So two days before we left on our big exciting trip to Sweden and Finland, I took a little impromptu trip to IKEA. At the time I probably could have told you why, but now all I remember is picking up a few things from the market place before I turned my back on my cart for about 2 minutes in the plants section. When I came back, the cart was gone.

If you’ve ever been to IKEA, you know what a fucking travesty this is. Moment of silence, please.

So I circled around the plants and candles about 30 times before deciding that the cart was gone for good, went back to the beginning of the marketplace and sped my ass through the whole thing, having no recollection of what I had picked up the first time around except for a few replacement wine glasses and a tea towel. I knew I was forgetting a few things,* but at that point there was only so much more suffering a person could reasonably be expected to endure, so I headed for the check-out line.
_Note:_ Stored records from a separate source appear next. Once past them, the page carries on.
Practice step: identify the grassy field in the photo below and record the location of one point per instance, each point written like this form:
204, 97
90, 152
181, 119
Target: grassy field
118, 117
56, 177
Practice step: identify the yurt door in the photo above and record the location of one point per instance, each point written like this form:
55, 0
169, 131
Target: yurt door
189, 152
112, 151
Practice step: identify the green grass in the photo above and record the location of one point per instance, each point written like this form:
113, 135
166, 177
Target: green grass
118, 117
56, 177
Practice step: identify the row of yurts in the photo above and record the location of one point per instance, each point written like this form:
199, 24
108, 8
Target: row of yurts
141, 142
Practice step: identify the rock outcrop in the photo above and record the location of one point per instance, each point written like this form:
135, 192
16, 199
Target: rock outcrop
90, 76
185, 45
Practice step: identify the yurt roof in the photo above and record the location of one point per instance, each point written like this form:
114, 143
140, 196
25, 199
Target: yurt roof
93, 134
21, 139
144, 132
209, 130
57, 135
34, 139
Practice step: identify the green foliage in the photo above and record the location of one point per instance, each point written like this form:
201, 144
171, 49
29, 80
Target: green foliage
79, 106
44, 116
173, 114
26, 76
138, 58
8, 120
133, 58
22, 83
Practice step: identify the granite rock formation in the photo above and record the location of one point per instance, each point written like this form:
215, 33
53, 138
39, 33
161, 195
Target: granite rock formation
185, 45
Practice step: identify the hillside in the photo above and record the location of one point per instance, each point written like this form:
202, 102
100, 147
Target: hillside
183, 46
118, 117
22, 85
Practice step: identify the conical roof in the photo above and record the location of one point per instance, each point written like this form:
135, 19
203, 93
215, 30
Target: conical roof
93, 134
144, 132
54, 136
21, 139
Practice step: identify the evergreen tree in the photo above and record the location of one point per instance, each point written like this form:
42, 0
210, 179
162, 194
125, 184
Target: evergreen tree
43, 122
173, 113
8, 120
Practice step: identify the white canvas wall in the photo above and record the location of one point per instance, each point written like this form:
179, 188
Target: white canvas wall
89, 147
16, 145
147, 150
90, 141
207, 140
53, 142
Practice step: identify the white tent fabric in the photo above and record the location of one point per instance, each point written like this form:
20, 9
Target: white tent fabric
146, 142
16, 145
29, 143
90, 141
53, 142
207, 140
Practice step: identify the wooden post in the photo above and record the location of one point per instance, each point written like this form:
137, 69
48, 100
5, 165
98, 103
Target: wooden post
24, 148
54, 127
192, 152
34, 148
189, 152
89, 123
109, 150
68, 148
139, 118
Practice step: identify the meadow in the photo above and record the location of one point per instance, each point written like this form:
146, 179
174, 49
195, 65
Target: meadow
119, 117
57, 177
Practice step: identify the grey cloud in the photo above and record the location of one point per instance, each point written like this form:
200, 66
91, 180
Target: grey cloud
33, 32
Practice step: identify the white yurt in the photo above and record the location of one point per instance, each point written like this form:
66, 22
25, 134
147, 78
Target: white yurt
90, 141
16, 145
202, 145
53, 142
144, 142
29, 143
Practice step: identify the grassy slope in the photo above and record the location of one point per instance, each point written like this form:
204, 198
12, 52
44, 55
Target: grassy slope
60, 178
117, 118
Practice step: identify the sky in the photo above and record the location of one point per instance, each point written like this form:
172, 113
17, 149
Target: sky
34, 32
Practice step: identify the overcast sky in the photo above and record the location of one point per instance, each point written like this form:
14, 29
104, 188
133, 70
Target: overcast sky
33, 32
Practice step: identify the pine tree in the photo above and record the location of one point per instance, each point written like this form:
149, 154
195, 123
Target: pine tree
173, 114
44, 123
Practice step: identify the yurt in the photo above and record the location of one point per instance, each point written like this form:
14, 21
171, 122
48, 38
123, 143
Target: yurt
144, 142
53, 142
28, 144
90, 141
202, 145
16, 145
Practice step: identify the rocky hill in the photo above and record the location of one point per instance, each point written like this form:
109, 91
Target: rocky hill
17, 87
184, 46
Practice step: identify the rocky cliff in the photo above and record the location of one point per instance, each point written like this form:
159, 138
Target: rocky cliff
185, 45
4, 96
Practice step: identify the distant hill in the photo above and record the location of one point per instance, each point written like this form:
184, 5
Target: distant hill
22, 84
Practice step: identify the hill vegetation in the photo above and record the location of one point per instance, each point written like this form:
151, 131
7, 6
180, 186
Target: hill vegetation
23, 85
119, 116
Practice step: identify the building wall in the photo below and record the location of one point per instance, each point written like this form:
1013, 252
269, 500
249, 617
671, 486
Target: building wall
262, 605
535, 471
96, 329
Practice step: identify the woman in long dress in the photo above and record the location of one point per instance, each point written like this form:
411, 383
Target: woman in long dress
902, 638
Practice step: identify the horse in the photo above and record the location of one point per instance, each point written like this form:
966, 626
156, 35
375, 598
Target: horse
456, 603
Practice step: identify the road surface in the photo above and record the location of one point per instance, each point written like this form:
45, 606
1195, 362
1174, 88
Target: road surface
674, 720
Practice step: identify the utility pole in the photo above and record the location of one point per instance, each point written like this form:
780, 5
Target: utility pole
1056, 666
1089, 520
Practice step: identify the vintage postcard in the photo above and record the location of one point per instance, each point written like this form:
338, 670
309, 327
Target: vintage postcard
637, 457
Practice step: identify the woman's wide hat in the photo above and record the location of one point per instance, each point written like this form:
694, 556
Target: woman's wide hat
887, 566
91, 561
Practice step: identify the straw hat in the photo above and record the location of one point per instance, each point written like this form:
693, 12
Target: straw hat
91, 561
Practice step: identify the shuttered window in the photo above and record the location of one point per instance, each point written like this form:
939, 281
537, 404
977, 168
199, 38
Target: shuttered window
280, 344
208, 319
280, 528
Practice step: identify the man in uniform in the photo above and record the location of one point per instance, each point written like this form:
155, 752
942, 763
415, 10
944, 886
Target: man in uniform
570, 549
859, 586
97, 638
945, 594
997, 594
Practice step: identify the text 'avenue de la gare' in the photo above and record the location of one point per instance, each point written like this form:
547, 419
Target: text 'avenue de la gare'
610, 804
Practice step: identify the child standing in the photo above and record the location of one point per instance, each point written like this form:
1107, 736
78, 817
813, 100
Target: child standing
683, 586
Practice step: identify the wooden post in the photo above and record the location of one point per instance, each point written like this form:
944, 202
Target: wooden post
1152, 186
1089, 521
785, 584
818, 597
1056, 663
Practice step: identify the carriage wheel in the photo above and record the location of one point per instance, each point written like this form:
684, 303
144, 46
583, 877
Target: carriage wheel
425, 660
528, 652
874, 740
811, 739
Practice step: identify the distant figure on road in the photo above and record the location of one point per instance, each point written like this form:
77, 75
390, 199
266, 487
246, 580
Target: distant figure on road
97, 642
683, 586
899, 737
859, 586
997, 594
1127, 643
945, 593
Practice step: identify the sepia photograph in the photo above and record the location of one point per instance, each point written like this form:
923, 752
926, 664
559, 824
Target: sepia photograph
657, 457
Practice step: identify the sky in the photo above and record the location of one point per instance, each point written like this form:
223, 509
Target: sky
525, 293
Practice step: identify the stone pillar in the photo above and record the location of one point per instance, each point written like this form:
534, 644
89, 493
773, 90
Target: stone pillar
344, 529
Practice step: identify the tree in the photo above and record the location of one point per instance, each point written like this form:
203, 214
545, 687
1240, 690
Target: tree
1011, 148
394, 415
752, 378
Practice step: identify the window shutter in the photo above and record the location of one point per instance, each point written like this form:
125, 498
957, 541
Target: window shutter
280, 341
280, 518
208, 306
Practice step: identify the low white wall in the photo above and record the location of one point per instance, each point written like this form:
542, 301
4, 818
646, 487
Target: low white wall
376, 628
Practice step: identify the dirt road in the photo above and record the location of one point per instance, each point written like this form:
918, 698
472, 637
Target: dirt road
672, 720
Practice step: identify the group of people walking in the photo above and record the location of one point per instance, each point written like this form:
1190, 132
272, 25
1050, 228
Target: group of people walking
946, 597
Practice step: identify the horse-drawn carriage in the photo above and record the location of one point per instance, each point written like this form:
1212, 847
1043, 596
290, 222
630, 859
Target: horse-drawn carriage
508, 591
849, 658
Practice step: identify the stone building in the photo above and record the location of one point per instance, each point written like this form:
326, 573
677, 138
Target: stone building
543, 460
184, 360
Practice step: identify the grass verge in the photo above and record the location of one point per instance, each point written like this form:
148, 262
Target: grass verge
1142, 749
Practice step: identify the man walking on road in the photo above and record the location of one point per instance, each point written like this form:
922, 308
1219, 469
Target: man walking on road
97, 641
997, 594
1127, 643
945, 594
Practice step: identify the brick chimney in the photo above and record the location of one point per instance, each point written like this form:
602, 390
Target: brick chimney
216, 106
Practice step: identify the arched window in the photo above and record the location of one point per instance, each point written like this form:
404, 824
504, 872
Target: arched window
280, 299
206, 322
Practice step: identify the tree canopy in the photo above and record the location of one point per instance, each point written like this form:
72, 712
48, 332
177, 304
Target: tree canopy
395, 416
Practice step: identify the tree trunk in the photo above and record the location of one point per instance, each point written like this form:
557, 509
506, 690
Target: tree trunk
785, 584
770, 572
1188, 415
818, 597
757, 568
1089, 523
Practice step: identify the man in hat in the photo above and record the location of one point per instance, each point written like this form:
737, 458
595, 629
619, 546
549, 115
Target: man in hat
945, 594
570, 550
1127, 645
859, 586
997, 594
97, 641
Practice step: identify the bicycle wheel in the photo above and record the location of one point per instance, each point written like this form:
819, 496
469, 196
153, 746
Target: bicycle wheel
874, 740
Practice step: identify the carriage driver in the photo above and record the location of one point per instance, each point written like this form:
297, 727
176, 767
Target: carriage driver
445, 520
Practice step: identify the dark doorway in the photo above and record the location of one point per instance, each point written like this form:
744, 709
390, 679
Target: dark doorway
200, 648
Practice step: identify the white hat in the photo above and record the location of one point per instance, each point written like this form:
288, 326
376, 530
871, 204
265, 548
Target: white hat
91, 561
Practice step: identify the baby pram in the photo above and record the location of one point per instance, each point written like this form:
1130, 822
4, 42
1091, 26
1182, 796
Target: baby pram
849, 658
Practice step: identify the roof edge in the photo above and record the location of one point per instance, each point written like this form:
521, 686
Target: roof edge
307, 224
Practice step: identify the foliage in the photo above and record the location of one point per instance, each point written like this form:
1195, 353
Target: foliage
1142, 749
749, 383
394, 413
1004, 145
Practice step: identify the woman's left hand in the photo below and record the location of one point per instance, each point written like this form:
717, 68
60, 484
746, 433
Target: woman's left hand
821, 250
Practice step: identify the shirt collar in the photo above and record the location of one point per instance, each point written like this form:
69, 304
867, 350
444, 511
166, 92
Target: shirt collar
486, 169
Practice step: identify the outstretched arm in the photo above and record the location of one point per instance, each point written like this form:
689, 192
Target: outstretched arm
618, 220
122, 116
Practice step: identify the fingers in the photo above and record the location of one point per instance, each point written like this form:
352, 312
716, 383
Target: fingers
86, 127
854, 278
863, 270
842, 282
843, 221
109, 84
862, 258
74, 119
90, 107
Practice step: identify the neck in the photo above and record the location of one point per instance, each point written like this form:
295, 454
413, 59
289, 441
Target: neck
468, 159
*a vegetable peeler, a corkscrew, and a set of measuring cups.

And then it stopped me, like it always does. The As-Is Section. I cannot resist its seductive siren call of already-cheap items rendered even cheaper by little details like being completely fucking shattered to pieces. Though my personal history with the As-Is section is essentially one of dashed dreams, heartbreak, and disappointment—by which I mean that I once paid $10 for a tabletop that ended up being much too large and on the curb—I cannot skip it. I am drawn to it, like a moth to flame. Like sorority girls to blow. Like Max to his Taylor Swift “channel” or whatever on “rdio” or whatever. It’s like my body spontaneously begins to reject all its organs if I try to leave the building without going in.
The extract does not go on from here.